Monday, December 1, 2014

Tennessee Cross to Bear

I've been working on a table running in the overshot pattern "Cross of Tennessee." It has not been going well. I'd been worried keeping track of an 86 shot overshot would be difficult. That has not been the problem. The problem has been keeping the tabby straight! (The tabby is the plain weave, over-and-under thread that goes between the color pattern. It's what actually holds the piece together.) I've taken out repeats as many as 3 times before getting it right, all due to tabby errors.
The brown is the overshot; the off-white is the tabby and the warp.

 Once I got that rhythm going, other problems have emerged. I've never had this problem before, but somehow when I was winding on, the warp threads got seriously crossed in the back, which is affecting the tension more and more. I've been slipping paint stirrers under groups of threads and hanging 3" S hooks off of threads until what with all the jingling and all, it is sounding quite festive back there, but I've one edge curling up, the other dropping down, and some odd things happening in the middle. When I look at the back, I see only worse things ahead as one bundle of threads is trying to go from center to right, and another is going from right to center and one group is getting downright floppy while another is getting dangerously tight.
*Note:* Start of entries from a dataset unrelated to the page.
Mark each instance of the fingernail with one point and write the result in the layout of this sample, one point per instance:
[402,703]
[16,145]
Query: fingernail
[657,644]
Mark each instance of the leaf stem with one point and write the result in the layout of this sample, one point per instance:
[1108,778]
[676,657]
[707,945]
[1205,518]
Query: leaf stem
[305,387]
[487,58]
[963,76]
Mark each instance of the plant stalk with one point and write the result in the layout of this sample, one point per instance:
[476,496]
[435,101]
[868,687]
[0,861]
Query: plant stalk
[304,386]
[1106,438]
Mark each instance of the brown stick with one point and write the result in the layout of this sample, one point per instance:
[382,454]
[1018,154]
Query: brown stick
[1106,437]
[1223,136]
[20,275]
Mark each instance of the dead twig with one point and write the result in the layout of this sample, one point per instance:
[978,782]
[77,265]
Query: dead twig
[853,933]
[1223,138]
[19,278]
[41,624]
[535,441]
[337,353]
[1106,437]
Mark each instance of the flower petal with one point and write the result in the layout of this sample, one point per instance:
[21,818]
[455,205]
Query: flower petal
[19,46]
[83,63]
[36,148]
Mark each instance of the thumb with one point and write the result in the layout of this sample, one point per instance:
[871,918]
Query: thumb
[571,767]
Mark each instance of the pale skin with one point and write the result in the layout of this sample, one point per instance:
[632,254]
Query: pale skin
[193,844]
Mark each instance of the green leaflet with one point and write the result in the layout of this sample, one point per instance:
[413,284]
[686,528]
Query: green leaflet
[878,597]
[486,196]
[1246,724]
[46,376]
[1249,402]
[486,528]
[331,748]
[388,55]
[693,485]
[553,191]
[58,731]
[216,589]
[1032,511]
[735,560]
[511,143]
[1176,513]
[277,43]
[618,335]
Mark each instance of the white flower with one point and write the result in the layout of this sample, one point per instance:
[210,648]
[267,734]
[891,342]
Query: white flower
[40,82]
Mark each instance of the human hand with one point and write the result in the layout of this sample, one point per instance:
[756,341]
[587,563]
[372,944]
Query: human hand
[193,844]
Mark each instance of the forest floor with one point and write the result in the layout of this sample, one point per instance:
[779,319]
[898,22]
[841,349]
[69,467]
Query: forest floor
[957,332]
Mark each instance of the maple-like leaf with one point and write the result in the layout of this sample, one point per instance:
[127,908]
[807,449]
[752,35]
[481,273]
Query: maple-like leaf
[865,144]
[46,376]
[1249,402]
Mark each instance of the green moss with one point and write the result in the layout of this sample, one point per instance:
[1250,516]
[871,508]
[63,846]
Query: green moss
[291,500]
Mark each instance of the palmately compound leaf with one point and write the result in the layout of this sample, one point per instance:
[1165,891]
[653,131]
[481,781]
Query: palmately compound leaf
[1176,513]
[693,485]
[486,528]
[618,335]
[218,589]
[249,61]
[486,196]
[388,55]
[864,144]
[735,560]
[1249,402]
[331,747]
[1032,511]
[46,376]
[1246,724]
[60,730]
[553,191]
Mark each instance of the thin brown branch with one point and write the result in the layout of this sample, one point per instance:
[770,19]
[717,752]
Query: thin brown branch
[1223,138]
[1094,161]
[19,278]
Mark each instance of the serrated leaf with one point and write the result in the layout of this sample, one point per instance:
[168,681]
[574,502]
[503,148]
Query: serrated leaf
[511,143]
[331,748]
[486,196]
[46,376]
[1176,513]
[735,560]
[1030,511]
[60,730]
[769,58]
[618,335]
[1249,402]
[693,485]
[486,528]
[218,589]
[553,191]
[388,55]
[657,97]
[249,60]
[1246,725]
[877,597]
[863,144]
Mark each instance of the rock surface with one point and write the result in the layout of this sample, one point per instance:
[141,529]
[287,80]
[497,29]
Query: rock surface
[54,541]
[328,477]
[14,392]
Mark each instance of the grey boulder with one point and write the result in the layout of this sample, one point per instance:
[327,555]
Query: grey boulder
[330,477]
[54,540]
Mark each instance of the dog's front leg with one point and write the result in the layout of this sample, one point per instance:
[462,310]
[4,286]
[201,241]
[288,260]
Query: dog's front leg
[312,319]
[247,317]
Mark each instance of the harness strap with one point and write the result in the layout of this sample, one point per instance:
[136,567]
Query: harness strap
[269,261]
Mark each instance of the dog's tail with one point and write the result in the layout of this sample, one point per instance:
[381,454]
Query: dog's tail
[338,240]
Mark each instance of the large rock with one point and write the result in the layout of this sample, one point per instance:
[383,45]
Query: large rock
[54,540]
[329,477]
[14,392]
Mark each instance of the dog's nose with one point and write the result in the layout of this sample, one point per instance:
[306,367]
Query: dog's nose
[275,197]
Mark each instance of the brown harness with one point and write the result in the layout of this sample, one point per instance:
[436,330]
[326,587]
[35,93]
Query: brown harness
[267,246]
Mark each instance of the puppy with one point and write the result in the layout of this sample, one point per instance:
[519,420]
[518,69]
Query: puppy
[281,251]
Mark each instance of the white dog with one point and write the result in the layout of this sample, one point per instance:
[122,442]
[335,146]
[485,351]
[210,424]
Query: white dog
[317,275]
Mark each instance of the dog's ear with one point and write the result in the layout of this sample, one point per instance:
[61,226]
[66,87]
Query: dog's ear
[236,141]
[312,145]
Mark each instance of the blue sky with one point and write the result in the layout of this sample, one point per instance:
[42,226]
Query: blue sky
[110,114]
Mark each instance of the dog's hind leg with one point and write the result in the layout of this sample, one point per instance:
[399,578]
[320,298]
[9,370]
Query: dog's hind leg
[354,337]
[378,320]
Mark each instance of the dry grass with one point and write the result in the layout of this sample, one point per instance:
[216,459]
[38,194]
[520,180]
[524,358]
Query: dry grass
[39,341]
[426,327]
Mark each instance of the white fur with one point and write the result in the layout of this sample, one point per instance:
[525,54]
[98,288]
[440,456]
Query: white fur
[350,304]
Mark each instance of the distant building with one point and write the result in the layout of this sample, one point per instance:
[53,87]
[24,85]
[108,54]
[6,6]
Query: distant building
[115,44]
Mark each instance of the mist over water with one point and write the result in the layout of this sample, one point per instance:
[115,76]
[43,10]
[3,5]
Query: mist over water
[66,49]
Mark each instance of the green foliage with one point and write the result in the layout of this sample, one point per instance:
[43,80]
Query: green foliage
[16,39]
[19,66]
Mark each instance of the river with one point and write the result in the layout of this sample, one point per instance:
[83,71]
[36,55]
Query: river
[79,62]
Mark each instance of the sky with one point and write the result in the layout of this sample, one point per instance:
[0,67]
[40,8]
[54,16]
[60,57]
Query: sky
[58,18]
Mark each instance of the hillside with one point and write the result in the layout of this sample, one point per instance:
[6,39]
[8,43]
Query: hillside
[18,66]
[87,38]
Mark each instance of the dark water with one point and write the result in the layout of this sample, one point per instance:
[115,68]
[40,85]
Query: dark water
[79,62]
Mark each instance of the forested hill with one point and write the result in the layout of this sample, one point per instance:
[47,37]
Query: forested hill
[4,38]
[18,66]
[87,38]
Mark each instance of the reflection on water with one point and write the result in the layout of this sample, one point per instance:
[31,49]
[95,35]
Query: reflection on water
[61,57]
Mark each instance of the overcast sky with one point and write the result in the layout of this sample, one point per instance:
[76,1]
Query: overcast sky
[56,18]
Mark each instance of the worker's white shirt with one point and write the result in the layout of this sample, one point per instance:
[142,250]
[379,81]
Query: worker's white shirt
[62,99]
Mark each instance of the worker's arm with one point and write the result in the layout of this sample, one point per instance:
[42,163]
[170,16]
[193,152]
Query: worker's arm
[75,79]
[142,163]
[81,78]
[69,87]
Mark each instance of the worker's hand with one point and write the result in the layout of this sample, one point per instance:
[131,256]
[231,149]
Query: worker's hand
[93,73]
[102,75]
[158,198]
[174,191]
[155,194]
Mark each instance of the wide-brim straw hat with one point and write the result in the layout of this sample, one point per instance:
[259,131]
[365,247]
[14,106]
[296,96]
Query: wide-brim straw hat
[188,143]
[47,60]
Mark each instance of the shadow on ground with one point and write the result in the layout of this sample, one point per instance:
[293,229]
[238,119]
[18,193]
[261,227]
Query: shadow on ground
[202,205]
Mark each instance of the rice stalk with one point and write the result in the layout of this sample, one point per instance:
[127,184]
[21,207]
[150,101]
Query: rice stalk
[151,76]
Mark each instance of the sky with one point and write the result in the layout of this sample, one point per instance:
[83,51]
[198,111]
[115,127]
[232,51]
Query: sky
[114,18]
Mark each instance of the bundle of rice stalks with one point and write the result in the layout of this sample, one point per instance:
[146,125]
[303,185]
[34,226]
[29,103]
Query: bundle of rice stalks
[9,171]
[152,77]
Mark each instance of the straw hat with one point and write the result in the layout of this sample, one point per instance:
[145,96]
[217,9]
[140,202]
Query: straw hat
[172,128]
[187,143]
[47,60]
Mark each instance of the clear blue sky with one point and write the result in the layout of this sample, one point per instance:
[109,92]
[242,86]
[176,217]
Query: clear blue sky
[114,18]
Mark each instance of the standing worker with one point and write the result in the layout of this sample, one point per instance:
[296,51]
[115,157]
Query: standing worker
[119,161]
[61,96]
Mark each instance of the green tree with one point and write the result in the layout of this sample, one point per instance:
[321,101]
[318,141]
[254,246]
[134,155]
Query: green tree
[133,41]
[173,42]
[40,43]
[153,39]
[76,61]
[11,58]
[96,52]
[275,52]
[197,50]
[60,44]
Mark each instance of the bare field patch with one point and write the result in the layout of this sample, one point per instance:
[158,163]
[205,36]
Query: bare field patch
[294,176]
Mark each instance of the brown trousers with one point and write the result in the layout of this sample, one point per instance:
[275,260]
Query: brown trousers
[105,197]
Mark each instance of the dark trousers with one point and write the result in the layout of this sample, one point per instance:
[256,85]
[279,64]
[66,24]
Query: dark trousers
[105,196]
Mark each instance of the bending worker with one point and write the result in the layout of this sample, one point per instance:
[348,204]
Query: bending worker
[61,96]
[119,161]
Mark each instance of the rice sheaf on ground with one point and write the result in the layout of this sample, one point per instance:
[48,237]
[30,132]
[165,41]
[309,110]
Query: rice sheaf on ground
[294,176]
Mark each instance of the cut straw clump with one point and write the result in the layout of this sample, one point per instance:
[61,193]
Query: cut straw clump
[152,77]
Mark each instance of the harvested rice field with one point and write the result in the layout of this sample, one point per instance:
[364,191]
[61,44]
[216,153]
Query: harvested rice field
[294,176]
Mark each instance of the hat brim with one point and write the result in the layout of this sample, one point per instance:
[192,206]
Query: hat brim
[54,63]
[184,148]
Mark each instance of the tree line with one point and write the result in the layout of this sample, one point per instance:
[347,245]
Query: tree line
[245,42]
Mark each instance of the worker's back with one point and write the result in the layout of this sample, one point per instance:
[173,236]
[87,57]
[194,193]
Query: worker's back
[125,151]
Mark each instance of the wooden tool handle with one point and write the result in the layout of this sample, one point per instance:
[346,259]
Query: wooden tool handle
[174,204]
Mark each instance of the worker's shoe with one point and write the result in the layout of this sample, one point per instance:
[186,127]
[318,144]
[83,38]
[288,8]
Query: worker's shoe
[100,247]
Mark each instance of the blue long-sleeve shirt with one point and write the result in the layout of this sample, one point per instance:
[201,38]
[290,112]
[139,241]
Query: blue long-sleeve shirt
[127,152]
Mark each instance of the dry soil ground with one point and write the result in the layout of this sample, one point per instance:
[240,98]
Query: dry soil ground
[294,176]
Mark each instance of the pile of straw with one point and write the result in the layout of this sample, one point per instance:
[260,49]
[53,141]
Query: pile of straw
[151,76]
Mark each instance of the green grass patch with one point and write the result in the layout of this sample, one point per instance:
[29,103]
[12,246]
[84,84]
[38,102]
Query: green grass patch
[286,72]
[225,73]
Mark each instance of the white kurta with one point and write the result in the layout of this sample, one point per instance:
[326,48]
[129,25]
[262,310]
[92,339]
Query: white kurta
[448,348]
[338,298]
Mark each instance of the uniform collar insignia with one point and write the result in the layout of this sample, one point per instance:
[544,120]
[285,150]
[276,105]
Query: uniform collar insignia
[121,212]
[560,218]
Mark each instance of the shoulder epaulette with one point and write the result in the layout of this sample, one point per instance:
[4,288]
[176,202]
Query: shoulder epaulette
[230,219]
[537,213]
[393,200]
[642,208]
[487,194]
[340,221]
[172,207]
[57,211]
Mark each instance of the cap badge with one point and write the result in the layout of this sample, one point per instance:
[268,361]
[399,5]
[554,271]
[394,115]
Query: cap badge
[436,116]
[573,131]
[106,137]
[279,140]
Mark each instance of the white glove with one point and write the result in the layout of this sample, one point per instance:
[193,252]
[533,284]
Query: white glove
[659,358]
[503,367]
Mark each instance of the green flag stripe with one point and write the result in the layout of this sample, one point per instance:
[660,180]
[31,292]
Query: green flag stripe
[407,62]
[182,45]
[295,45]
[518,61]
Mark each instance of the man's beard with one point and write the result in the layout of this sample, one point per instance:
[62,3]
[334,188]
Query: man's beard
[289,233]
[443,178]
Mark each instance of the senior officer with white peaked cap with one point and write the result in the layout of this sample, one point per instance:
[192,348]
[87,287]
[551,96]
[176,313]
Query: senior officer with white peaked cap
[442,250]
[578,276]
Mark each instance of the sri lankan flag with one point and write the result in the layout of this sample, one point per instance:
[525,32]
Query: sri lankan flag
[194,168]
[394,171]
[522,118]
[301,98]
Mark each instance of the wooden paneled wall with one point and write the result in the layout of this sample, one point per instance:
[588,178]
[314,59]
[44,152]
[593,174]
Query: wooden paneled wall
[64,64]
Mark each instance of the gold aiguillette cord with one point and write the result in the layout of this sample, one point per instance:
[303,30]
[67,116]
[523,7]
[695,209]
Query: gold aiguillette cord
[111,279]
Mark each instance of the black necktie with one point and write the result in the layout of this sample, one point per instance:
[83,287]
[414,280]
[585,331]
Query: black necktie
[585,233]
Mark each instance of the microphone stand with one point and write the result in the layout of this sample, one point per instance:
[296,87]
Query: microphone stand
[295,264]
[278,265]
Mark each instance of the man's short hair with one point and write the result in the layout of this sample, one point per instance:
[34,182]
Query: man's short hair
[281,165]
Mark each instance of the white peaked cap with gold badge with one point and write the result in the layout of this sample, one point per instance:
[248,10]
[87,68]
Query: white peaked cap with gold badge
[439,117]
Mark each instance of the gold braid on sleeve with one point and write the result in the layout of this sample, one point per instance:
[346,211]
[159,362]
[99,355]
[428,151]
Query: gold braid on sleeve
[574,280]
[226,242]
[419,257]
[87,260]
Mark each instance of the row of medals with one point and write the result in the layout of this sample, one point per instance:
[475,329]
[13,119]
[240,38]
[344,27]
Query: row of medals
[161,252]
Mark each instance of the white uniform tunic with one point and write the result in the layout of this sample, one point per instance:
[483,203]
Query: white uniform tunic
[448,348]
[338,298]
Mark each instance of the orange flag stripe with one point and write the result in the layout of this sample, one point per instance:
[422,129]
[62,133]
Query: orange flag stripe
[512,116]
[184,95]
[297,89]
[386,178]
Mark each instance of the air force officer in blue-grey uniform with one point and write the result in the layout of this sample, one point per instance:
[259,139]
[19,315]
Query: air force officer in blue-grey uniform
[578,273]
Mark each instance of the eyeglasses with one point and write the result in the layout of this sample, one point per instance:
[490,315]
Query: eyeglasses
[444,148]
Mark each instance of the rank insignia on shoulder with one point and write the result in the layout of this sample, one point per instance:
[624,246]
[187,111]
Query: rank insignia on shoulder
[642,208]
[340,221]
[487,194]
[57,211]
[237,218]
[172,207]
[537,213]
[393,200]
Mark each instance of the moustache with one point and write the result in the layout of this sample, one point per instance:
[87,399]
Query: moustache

Oh my.
Sometimes I really wonder about my idea of a pass-time.
 All my books say "rewind." I've more than half-way through the project - but will I even have something worth having when it comes off the loom if I keep shoving more and more hardware under and onto that warp? There are soap operas out there without this much drama.

1 comment:

  1. But it's so pretty! It looks fine from the front! lol! It's been so long since I've woven. i can't remember having problems like what you're describing, but I only wove one piece that was in a similar style to yours, and I know I wove it too loose. So that's probably why I didn't have your problems. Good luck -- I hope it comes out well in the end.